# [OT] Dumme Propaganda

## giga89

Hier sieht mans mal wieder.

Microsoft will sich in ein besseres Licht stellen indem es Linux verallgemeinert und wichtige Informationen auslässt.

Ich kann mir zwar vorstellen, dass es für Unternehmen schwierig ist sich auf Linux, auf welche Distribution auch immer, umzustellen, aber dass es mehr kostet ist fragwürdig! Hat jemand von euch Erfahrungen mit Linux in Unternehmen? Würde mich mal interessieren.

----------

## dakjo

Linux auf Server ist in den meisten Unternehmen kein Problem, solange es nicht um Programme geht, die zwingend einen Windows Server vorraussetzten.

Linux auf den Clients ist da schon weitaus schwieriger. Ich arbeite für einige Unternehmen, in denen wir es auch schon mal nur von der Aufgabenstellung herr probiert haben, Linux auf die Clients zu bringen. 

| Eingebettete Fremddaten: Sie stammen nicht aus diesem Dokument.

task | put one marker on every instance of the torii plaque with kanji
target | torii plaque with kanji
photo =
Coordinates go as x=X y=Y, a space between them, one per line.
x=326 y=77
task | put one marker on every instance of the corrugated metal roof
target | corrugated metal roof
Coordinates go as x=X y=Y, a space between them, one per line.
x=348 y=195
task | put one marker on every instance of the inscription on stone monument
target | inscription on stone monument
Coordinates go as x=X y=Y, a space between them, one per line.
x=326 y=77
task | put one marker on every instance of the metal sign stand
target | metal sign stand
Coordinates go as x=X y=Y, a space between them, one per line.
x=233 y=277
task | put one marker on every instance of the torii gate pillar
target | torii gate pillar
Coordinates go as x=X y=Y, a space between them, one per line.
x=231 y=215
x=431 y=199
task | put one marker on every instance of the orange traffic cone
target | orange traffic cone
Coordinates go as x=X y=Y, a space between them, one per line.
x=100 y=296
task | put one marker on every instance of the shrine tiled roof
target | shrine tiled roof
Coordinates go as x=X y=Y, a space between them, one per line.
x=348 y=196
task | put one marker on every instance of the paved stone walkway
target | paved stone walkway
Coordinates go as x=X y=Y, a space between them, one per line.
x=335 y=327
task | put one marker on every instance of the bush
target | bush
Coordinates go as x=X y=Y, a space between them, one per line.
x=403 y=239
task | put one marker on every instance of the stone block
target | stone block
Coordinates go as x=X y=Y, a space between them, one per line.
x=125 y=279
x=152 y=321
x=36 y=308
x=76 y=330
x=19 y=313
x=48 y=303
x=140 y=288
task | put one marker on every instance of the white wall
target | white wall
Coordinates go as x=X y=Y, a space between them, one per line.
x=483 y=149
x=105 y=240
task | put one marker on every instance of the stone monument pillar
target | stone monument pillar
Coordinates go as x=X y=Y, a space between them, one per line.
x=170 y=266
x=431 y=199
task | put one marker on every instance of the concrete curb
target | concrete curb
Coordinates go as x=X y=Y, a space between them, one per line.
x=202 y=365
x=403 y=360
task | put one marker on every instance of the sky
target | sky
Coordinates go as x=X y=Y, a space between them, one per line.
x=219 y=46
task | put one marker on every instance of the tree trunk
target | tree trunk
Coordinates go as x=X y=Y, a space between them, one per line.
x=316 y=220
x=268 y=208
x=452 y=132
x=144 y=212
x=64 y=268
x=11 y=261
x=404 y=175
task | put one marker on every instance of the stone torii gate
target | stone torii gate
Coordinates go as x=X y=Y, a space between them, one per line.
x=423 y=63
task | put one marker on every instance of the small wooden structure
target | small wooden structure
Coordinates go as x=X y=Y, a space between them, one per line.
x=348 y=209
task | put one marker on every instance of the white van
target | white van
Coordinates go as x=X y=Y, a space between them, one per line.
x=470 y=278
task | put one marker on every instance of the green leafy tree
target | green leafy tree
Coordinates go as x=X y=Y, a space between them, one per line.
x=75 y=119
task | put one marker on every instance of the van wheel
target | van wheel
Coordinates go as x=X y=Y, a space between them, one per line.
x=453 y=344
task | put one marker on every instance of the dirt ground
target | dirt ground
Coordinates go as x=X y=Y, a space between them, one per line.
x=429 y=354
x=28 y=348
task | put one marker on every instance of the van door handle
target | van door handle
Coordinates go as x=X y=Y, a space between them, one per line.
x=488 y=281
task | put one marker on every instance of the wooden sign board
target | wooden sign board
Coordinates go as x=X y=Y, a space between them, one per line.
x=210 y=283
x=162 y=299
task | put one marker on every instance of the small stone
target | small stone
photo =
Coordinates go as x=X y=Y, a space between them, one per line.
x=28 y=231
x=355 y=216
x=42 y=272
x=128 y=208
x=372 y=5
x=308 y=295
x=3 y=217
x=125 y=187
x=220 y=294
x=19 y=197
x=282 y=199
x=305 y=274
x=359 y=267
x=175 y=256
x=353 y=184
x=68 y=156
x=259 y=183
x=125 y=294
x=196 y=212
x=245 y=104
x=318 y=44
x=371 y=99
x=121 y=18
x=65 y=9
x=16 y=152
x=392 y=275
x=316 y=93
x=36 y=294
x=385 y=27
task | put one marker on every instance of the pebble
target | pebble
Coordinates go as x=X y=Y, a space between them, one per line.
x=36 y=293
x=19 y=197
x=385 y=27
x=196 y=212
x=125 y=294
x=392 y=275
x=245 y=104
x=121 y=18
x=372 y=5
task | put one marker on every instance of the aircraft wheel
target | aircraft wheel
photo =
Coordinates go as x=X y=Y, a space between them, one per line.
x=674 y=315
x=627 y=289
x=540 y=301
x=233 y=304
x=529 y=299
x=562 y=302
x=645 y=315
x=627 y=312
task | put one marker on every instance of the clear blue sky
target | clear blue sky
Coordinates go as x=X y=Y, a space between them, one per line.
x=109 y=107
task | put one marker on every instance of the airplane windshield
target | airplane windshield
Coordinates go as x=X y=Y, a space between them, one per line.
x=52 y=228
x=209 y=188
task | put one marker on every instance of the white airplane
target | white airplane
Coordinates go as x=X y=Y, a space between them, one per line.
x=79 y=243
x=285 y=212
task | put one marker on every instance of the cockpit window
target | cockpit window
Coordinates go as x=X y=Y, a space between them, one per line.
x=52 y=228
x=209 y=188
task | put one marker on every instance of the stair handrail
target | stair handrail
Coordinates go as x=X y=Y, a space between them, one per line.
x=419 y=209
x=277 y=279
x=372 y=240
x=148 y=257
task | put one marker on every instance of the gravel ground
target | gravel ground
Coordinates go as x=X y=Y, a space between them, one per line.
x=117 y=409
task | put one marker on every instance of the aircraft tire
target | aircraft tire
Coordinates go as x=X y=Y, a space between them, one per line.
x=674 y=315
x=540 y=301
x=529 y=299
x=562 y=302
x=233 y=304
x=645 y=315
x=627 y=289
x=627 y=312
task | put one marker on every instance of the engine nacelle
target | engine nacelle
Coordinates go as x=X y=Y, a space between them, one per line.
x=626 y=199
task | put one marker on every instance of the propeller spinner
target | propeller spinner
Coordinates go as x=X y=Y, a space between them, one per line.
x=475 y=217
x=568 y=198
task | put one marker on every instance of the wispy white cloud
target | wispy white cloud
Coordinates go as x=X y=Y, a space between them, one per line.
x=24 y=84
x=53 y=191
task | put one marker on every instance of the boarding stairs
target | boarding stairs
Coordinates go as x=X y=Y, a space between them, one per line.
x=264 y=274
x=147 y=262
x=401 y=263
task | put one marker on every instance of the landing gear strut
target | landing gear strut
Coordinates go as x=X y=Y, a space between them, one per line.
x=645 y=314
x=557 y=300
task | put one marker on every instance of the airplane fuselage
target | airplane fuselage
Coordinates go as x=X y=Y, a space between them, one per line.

Leider fehlt es an allen Ecken und Enden an Programmen, die sowohl auf Linux als auch auf Windows laufen.

Wir setzten Linux auf den Clients da ein wo es geht, z.B. in der Produktion. Wo es nicht so vieler, bzw. nur einfacher Anwendungen bedarf.

Die User kommen mit KDE, ziemlich schnell zurecht. Und manche finden es sogar einfacher.

Naja, sie muessen halt auch da nur auf ein,zwei Icons klicken.

----------

## padarasa

 *giga89 wrote:*   

> Hier sieht mans mal wieder.

 

Wenn das jemand glaubt... ich würd mich auch nicht bei BMW über die neue B-Klasse von Mercedes informieren....

----------

## giga89

ich hab ja auch nur den artikel mit dem windose in indien gelesen und wollt mal gucken ob die so ein dummes projekt hier anpreisen bzw. bekanntgeben und da hab ich das gesehn

----------

## Mr_Maniac

Nun... Schön finde ich auch M$-Werbungen, wie man sie z.B. auf Heise.de sieht...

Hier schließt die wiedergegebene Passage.